Près de six mois après l'arrivée de l'App Tracking Transparency d'Apple, l'apocalypse mobile annoncée a bien eu lieu. La chute du taux de consentement au tracking des utilisateurs et, avec elle, la capacité des éditeurs à monétiser correctement leur inventaire publicitaire a ébranlé tout un écosystème. Les utilisateurs d'Apple ont massivement adopté IOS 14.5 ou une version ultérieure : le taux d'adoption est de 75% selon Appsflyer, 90% pour Branch. Et ils sont nombreux, dans le lot, à refuser le tracking publicitaire : entre 80 et 85% selon les pays. Les annonceurs ne peuvent plus rattacher que 21% des installations IOS d'une campagne pub à l'impression responsable, toujours selon Appsflyer et Branch. Le pourcentage oscille entre 10 et 30% selon les applications et les pays chez Addict Mobile, spécialiste français de l'acquisition sur mobile, mais le doute n'est plus permis : le modèle d'attribution classique, avec un mesureur tiers qui lie une impression à une conversion grâce au matching de l'identifiant publicitaire de l'utilisateur, l'IDFA, a vécu sur IOS.

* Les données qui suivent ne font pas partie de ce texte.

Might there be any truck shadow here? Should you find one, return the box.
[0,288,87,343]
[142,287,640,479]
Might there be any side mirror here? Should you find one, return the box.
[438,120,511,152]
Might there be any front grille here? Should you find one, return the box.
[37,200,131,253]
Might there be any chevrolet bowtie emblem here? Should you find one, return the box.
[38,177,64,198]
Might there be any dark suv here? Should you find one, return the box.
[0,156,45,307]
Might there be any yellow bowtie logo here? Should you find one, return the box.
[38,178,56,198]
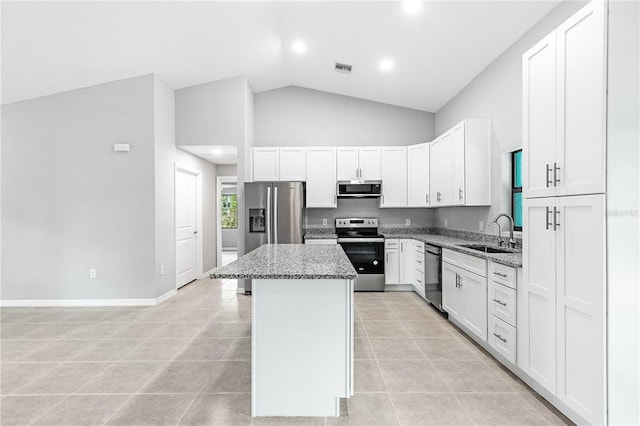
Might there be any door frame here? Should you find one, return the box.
[216,176,239,266]
[173,164,204,290]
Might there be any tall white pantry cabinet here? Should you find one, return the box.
[518,1,607,424]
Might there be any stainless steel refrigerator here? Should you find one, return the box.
[244,182,305,293]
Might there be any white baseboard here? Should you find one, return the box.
[0,289,177,308]
[198,268,216,280]
[155,288,178,305]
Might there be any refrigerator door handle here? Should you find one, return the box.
[273,186,278,244]
[264,186,271,244]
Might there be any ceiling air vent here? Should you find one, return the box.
[333,62,353,74]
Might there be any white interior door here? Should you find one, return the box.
[176,170,198,287]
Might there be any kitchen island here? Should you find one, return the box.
[211,244,357,417]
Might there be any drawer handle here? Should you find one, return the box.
[493,333,507,343]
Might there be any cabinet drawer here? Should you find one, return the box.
[489,261,516,290]
[489,280,517,327]
[489,315,517,364]
[442,249,487,277]
[384,239,400,249]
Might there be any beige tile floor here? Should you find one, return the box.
[0,280,568,426]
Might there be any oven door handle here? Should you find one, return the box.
[338,238,384,244]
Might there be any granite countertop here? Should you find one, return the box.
[211,244,357,280]
[380,230,522,268]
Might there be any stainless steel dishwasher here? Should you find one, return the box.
[424,244,444,312]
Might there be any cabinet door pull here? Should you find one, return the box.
[553,161,560,186]
[545,207,553,229]
[493,333,507,343]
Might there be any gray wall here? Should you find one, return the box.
[174,149,218,272]
[435,1,586,232]
[153,76,176,297]
[255,86,434,146]
[607,1,640,425]
[2,75,156,300]
[175,77,246,146]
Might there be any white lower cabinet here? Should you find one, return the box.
[488,315,516,364]
[384,239,400,285]
[442,250,487,342]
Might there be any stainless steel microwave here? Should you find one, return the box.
[337,180,382,198]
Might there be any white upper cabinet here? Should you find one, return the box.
[407,143,430,207]
[380,146,407,207]
[252,147,280,182]
[306,148,338,208]
[337,147,380,180]
[429,119,491,207]
[251,147,306,182]
[522,1,606,198]
[279,148,307,182]
[358,146,380,180]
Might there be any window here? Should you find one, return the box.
[511,149,522,231]
[220,194,238,229]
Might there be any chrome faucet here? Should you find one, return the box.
[493,213,516,248]
[485,220,504,247]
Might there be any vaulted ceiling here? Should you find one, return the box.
[1,0,559,112]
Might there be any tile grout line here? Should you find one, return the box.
[176,299,248,426]
[403,310,477,425]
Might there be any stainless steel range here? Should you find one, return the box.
[336,218,384,291]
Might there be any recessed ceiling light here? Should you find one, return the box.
[378,59,393,72]
[403,0,422,14]
[291,40,307,55]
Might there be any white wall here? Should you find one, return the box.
[216,164,238,176]
[255,86,434,146]
[435,1,586,232]
[2,75,156,300]
[153,76,176,297]
[607,1,640,425]
[173,149,218,272]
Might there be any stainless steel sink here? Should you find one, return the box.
[460,244,517,253]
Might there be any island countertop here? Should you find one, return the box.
[211,244,357,279]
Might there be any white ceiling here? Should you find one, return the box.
[1,0,559,112]
[179,145,238,164]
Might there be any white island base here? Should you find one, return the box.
[251,279,354,417]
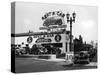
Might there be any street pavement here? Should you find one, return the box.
[15,57,97,73]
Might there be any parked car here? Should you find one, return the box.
[74,51,90,64]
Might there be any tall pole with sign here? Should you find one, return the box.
[66,12,76,51]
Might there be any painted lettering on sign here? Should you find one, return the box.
[42,11,65,20]
[34,34,54,38]
[35,38,52,43]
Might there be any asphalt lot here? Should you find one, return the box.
[15,57,97,73]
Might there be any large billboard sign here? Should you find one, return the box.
[42,11,65,20]
[42,11,65,27]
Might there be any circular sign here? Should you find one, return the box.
[55,35,61,42]
[27,36,33,43]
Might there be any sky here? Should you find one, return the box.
[15,2,98,42]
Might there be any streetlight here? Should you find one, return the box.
[66,12,76,51]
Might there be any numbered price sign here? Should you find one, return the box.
[27,36,33,43]
[55,34,61,42]
[65,54,73,64]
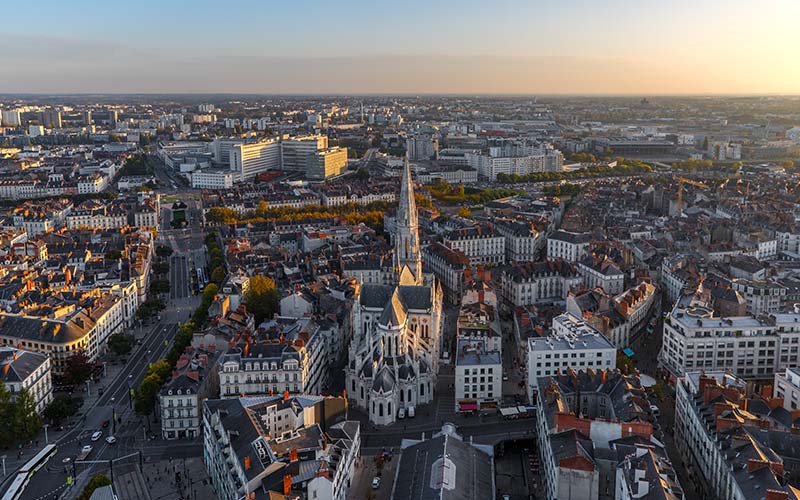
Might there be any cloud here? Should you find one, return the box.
[0,36,800,94]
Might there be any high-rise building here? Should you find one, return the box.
[406,135,439,160]
[211,137,244,165]
[2,109,22,127]
[306,147,347,179]
[281,135,328,172]
[39,109,61,128]
[230,140,281,181]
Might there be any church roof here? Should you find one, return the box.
[372,366,394,393]
[379,290,406,326]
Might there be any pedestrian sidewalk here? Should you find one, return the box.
[142,457,217,500]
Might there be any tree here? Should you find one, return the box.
[77,474,111,500]
[211,266,227,284]
[108,333,133,356]
[12,389,42,441]
[203,283,219,305]
[64,351,92,385]
[244,274,278,324]
[0,380,14,448]
[156,245,173,257]
[133,373,164,416]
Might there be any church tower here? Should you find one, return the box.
[394,156,422,285]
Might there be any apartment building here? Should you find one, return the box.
[0,347,53,415]
[659,296,800,378]
[444,224,506,266]
[500,260,582,310]
[527,313,617,402]
[547,231,592,264]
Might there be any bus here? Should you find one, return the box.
[2,444,57,500]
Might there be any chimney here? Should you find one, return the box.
[283,474,292,495]
[747,458,768,473]
[764,489,789,500]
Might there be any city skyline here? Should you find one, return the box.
[6,0,800,95]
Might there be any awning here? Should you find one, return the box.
[500,406,519,417]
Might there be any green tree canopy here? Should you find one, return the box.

Android, gagnant sur le court terme

Android capte désormais 70% des budgets dépensés par Addict Mobile, contre 55% avant l'arrivée d'ATT

"65% des budgets que l'on consacre à IOS concernent aujourd'hui une campagne dont l'efficacité est mesurée par le framework d'Apple, le SKAdNetwork", confirme Manuel Pacreau, VP opérations chez Addict Mobile. Un ratio qui devrait monter à près de 75%, en même temps que les derniers retardataires mettent leur OS à jour. 75% de dépenses dont l'efficacité est désormais établie par les rapports agrégés (et absolument pas temps réel) du SKAdNetwork, c'est forcément problématique. Et cela se ressent déjà sur les CPM ! Ils sont en chute de 47% sur IOS entre mai et juillet selon les données d'Addict Mobile.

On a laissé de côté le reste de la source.